Table 1 shows the result of learning from 50 features obtained after correlation and 37 features after the expert advice. This helps us in answering Q1 affirmatively. Across all scoring metrics, expertly selected features outperforms models built using the larger feature set.

We compare our method, BoostPark, to three propositional classifiers: Logistic Regression, Gradient-Boosting and Support Vector Machines. The propositional data is aggregated using three aggregator functions: min, max and mean over time. Our data consists of records for 1194 patients, with 378 positive examples (i.e. Parkinson’s patients) and 816 negative examples. Regression trees are learned on the given data which form the training model. We perform 10-fold cross validation and present the results.

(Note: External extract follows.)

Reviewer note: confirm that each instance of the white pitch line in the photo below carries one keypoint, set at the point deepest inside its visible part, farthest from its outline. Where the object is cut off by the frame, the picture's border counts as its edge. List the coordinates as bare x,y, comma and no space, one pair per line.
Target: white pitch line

Table 2. Classifier results. Only the best classifiers among the aggregators are shown.
Fig. 1.
figure 1

Combined tree learnt with BoostPark10.

Since we aggregate the propositional data using 3 aggregators, the best performing aggregator for all the propositional classifiers is selected and compared to our methods BoostPark10 and BoostPark20 as shown in Table 2. Our methods perform considerably better than the propositional counterparts in terms of AUC-ROC and AUC-PR and performs equally well in terms of accuracy. This helps answer Q2 positively. Our method is more effective than the standard classifiers in this prediction task (Fig. 1).

5 Conclusion

Identifying important features responsible for the progression in Parkinson’s disease in a patient remains a compelling challenge. We use a human domain expert to guide our method with identifying a relatively large set of influencing risk factors. We then present a learning method that can consider this large set of weak influences in learning a probabilistic model. We evaluated our results on the PPMI data and demonstrated that our learning approach outperforms standard machine learning classifiers. Since Parkinson’s is a progressive disease, developing robust temporal models for this task remains an interesting challenge. Extending our learning algorithm to handle hybrid temporal models will allow for modeling the continuous data more faithfully. Finally, scaling up the learning algorithm to learn from a broader set of population data rather than be limited by a single study remains an interesting open problem.